31 sierpnia 2013









„Po wypadku w sztolni pewien Trol domagał się felczera. Wezwany cyrulik stwierdził : -Panu nic nie dolega.Trol z rezygnacją poprosił o dokładniejszą diagnozę : - Niech pan mi wpisze że…. przeżyłem … oj źle to nazwałem, przeszedłem śmierć…………np……..kliniczną.   Po co to ??? – z grymasem niesmaku spytał golibroda. -Bo widzi pan obiecałem żonie w dniu ślubu…., że nie opuszczę Jej aż do śmierci . wyjaśnił Trol   -To nie prościej było zostać w kopalni, albo wyjść na słońce ? – wtrącił się o dyskusji okazały przydrożny głaz. 
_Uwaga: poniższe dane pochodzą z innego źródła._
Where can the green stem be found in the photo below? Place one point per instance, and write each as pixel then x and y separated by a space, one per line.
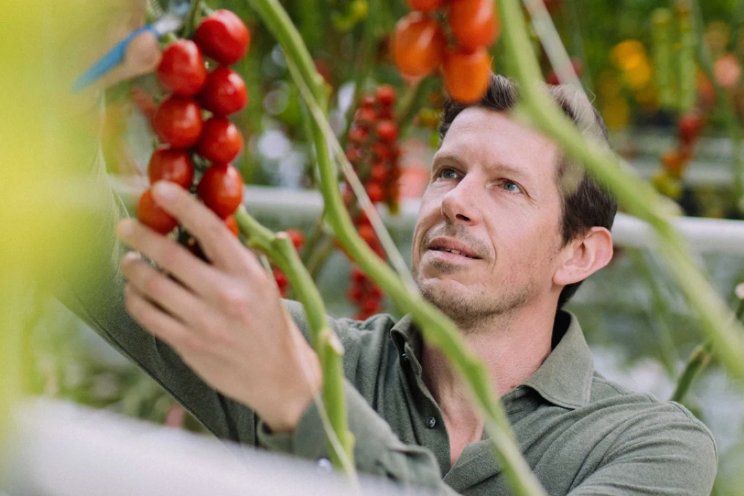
pixel 280 250
pixel 698 360
pixel 637 196
pixel 725 106
pixel 437 329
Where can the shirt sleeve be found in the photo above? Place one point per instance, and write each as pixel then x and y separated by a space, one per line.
pixel 96 296
pixel 377 450
pixel 670 455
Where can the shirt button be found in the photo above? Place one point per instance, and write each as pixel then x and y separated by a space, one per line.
pixel 324 465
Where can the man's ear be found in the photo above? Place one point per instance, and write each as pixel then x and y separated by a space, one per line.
pixel 583 256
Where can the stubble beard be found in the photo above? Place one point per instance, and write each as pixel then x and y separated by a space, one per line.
pixel 475 308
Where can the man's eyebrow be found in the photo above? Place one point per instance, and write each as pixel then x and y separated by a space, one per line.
pixel 494 167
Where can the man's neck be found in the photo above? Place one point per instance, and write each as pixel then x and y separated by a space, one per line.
pixel 511 347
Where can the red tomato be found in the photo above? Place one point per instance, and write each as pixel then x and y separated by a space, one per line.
pixel 466 74
pixel 473 22
pixel 178 121
pixel 376 192
pixel 150 214
pixel 675 161
pixel 385 95
pixel 181 68
pixel 689 126
pixel 221 189
pixel 168 164
pixel 232 225
pixel 220 140
pixel 425 5
pixel 224 92
pixel 298 239
pixel 417 45
pixel 223 37
pixel 387 131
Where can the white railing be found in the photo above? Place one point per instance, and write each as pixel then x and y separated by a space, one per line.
pixel 703 235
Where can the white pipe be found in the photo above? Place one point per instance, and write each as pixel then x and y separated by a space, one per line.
pixel 703 235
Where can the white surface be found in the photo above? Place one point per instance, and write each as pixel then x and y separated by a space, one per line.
pixel 61 449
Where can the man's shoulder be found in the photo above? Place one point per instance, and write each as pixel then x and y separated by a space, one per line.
pixel 639 413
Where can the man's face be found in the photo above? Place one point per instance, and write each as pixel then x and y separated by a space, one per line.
pixel 488 234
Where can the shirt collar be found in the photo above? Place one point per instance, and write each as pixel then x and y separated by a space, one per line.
pixel 564 378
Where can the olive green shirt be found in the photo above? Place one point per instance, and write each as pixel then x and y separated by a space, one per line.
pixel 580 433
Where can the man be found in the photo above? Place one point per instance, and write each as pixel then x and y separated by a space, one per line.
pixel 507 229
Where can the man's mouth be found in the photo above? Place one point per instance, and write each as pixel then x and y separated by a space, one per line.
pixel 450 245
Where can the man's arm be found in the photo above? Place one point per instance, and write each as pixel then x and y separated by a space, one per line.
pixel 226 322
pixel 666 455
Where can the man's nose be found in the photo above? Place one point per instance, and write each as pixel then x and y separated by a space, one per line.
pixel 460 203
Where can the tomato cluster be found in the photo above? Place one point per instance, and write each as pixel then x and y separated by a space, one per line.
pixel 452 34
pixel 675 161
pixel 372 149
pixel 282 283
pixel 197 139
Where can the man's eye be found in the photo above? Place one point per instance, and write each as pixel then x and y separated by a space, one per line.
pixel 447 173
pixel 511 186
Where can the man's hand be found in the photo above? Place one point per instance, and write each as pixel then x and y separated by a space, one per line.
pixel 226 319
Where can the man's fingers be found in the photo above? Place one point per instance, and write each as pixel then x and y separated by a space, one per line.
pixel 219 245
pixel 167 254
pixel 153 319
pixel 157 287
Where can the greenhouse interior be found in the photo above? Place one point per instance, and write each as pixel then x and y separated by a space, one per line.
pixel 311 130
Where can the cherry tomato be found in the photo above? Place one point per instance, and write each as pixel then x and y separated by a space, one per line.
pixel 224 92
pixel 387 130
pixel 298 239
pixel 425 5
pixel 417 45
pixel 223 37
pixel 221 189
pixel 181 68
pixel 150 214
pixel 376 192
pixel 168 164
pixel 220 140
pixel 178 121
pixel 232 225
pixel 675 161
pixel 385 94
pixel 689 126
pixel 466 74
pixel 473 22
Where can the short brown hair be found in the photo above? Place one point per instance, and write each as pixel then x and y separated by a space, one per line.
pixel 584 202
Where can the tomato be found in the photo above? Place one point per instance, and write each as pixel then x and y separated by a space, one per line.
pixel 376 192
pixel 675 161
pixel 466 74
pixel 689 126
pixel 298 239
pixel 385 94
pixel 221 189
pixel 473 22
pixel 223 37
pixel 178 121
pixel 387 130
pixel 417 45
pixel 181 68
pixel 220 140
pixel 232 225
pixel 425 5
pixel 150 214
pixel 168 164
pixel 224 92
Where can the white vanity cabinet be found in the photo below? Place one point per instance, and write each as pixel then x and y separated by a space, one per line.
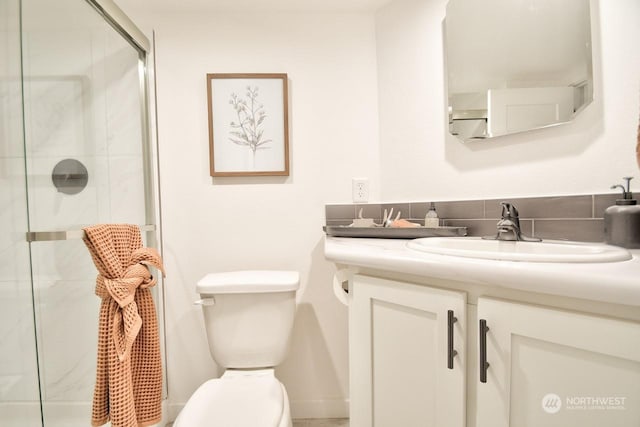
pixel 551 367
pixel 410 363
pixel 407 354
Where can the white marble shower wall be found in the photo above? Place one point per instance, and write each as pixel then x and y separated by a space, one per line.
pixel 82 102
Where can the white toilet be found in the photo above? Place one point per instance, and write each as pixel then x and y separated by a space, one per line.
pixel 248 316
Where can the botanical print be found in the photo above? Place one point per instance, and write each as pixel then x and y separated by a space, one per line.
pixel 247 131
pixel 248 124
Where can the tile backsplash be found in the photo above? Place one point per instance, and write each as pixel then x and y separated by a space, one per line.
pixel 577 218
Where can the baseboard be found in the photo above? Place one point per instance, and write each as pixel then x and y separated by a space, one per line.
pixel 329 408
pixel 69 414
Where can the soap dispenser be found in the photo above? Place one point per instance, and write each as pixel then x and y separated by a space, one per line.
pixel 622 220
pixel 431 219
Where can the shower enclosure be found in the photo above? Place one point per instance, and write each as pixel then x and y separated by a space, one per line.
pixel 74 151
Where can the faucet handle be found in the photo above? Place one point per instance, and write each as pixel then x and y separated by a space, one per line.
pixel 508 210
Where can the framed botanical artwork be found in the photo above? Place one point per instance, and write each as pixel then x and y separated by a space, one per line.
pixel 248 124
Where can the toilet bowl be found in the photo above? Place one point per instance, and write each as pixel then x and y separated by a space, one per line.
pixel 239 398
pixel 248 318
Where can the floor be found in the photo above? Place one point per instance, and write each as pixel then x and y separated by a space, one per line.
pixel 315 422
pixel 329 422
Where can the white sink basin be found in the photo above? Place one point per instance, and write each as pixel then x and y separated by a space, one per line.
pixel 545 251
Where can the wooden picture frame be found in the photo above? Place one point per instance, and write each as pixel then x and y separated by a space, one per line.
pixel 248 124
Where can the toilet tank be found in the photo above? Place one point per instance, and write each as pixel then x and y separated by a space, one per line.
pixel 248 316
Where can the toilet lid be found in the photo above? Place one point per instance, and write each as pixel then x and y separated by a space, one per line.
pixel 238 401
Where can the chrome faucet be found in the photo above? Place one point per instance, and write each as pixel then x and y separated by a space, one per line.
pixel 509 226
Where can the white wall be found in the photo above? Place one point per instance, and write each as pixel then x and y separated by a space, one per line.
pixel 263 223
pixel 420 161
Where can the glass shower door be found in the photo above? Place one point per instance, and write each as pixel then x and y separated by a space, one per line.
pixel 19 392
pixel 86 164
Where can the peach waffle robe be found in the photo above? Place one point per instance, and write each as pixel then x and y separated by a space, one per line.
pixel 128 390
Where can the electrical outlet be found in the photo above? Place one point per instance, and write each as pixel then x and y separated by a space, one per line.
pixel 360 189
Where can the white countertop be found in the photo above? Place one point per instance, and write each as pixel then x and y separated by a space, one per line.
pixel 614 282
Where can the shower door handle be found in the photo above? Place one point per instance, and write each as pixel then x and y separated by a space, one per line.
pixel 49 236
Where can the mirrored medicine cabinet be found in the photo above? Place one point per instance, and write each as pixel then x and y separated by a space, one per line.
pixel 516 65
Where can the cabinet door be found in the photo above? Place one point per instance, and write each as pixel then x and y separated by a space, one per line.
pixel 551 368
pixel 399 362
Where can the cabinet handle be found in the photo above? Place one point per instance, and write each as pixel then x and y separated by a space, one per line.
pixel 451 353
pixel 484 365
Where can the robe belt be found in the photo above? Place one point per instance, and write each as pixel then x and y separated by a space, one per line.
pixel 123 311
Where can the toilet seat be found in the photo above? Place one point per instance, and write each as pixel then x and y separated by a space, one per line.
pixel 252 398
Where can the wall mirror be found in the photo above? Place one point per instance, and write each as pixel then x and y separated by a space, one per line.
pixel 516 65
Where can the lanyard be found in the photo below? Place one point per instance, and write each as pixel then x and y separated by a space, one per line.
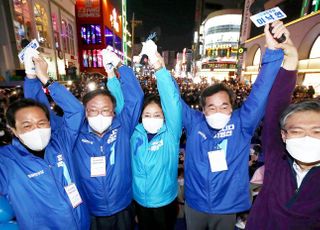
pixel 66 174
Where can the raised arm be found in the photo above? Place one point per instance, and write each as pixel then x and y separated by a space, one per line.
pixel 279 99
pixel 253 108
pixel 73 110
pixel 169 97
pixel 133 97
pixel 114 86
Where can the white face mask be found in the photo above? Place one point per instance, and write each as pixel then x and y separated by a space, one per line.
pixel 305 149
pixel 218 120
pixel 36 139
pixel 100 123
pixel 152 125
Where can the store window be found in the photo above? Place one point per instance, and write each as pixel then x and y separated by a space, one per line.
pixel 112 39
pixel 315 50
pixel 92 58
pixel 22 21
pixel 91 34
pixel 42 25
pixel 64 36
pixel 71 39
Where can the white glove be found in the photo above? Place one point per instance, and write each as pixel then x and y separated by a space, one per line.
pixel 136 59
pixel 110 59
pixel 28 63
pixel 149 48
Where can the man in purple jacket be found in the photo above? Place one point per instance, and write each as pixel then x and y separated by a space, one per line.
pixel 290 196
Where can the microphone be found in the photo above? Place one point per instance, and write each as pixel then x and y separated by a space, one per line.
pixel 263 17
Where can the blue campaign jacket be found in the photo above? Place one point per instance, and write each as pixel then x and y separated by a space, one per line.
pixel 226 191
pixel 107 195
pixel 155 163
pixel 35 186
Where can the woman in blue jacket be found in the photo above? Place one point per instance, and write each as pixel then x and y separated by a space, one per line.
pixel 155 150
pixel 155 153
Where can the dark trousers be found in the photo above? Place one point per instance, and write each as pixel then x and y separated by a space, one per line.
pixel 123 220
pixel 162 218
pixel 201 221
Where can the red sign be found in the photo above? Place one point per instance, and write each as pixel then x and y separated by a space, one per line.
pixel 88 8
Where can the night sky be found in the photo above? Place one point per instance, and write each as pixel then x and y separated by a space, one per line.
pixel 174 17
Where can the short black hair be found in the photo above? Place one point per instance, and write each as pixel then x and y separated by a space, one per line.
pixel 213 89
pixel 90 95
pixel 151 98
pixel 21 104
pixel 310 105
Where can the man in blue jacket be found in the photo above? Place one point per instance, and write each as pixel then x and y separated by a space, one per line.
pixel 217 149
pixel 36 172
pixel 102 151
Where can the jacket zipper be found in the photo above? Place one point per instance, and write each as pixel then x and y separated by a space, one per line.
pixel 104 178
pixel 63 195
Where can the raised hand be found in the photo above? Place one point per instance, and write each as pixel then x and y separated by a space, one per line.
pixel 278 30
pixel 110 60
pixel 149 48
pixel 28 62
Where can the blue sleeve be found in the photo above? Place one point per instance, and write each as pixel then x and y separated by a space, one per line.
pixel 3 180
pixel 33 90
pixel 133 97
pixel 253 109
pixel 170 101
pixel 113 85
pixel 73 110
pixel 189 116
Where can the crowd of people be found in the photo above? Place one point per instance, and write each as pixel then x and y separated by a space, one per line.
pixel 135 149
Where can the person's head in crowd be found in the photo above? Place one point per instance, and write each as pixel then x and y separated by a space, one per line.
pixel 29 121
pixel 300 130
pixel 99 105
pixel 152 114
pixel 217 104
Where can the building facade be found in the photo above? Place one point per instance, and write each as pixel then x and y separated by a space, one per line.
pixel 51 22
pixel 303 22
pixel 219 43
pixel 99 25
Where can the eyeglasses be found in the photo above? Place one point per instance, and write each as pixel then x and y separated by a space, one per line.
pixel 95 112
pixel 296 133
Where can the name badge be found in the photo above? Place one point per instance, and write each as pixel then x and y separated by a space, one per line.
pixel 73 195
pixel 217 160
pixel 98 166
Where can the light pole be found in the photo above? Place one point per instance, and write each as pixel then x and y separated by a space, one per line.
pixel 134 23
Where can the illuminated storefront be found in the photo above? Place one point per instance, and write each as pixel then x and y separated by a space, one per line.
pixel 99 24
pixel 220 43
pixel 51 23
pixel 304 27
Co jest najdziwniejsze w ludziach:



Zaw­sze myślą na od­wrót: spie­szy im się do   do­rosłości, a po­tem wzdychają za ut­ra­conym dzieciństwem. Tracą zdro­wie by zdo­być pieniądze, po­tem tracą pieniądze by odzys­kać zdro­wie. Z troską myślą o przyszłości,     za­pomi­nając o chwi­li obec­nej i w ten sposób nie przeżywają ani te­raźniej­szości ani przyszłości. Żyją jak­by nig­dy nie mieli     um­rzeć, a umierają, jak­by nig­dy nie żyli.